Both South and North Korea are aiming to launch their own spy satellites into Earth's orbit by the end of this month, as reported by Sarbaz.kz citing Reuters.
According to sources, North Korea has notified Japan of its plans to launch a satellite between Wednesday and December 1. This launch follows two unsuccessful attempts earlier this year.
Meanwhile, South Korea plans to launch its first reconnaissance satellite of its own design on November 30 using the SpaceX Falcon 9 rocket from the Vandenberg Air Force Base in California. Seoul aims to launch an additional four similar satellites by 2025. The country has also conducted its own rocket launches using liquid and solid fuels to facilitate future launches of its civilian satellites.
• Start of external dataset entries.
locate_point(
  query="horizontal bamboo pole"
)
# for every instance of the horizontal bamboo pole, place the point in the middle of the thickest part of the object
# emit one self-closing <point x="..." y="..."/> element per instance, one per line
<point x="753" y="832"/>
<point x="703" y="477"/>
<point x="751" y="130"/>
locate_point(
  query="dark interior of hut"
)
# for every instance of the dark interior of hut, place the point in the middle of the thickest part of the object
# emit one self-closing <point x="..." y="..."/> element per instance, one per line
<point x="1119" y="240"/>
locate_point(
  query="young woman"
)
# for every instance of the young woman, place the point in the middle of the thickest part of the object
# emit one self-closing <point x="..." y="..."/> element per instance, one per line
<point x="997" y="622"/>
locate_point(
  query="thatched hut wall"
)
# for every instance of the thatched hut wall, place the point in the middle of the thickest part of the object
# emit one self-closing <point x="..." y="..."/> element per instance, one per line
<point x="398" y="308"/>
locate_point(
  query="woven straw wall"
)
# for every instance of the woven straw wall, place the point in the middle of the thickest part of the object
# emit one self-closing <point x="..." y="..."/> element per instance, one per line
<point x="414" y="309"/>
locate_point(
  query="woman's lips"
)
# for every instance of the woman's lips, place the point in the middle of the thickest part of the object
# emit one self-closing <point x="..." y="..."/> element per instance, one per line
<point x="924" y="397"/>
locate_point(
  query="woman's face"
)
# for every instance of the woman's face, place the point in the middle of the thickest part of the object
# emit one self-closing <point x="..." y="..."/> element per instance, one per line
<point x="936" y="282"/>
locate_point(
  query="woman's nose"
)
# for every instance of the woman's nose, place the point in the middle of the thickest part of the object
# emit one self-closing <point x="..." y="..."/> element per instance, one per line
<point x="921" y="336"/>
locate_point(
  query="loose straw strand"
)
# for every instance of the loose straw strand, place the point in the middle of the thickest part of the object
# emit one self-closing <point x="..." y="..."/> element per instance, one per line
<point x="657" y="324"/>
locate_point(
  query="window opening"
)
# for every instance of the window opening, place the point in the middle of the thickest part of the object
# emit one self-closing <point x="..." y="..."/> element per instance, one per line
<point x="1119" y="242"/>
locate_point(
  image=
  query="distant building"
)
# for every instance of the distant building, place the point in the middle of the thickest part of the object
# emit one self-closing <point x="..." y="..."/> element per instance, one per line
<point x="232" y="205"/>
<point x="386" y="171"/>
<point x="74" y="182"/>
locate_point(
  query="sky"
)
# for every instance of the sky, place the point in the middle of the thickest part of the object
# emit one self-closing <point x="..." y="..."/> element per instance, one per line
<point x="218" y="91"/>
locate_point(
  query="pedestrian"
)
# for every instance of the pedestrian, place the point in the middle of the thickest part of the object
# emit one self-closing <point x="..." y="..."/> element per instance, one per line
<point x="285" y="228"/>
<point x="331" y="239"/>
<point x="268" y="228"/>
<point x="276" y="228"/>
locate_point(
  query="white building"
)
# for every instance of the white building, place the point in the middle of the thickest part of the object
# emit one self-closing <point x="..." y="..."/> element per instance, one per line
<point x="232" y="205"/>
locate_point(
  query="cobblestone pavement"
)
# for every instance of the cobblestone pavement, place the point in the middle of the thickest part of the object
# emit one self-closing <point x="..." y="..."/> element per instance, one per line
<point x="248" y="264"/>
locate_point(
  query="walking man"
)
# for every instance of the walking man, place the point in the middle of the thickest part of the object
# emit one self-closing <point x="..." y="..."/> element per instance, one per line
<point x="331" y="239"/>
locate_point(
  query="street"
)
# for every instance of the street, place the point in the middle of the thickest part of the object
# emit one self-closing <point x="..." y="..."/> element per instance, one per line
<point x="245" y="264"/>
The reconnaissance satellite could offer North Korea remote monitoring capabilities of American, South Korean, and Japanese forces. Simultaneously, South Korea's reconnaissance satellite aims to reduce dependency on American surveillance systems.
The launch of these spy satellites allows both countries to expand their early warning capabilities, military targeting, damage assessment in the event of war, and communication systems.
Upon discovering debris from North Korea's unsuccessfully launched satellites, doubts have arisen in Seoul regarding their technological capabilities. Both South Korea and the United States view these satellite launches as nothing more than veiled tests of ballistic missiles prohibited by a UN Security Council resolution.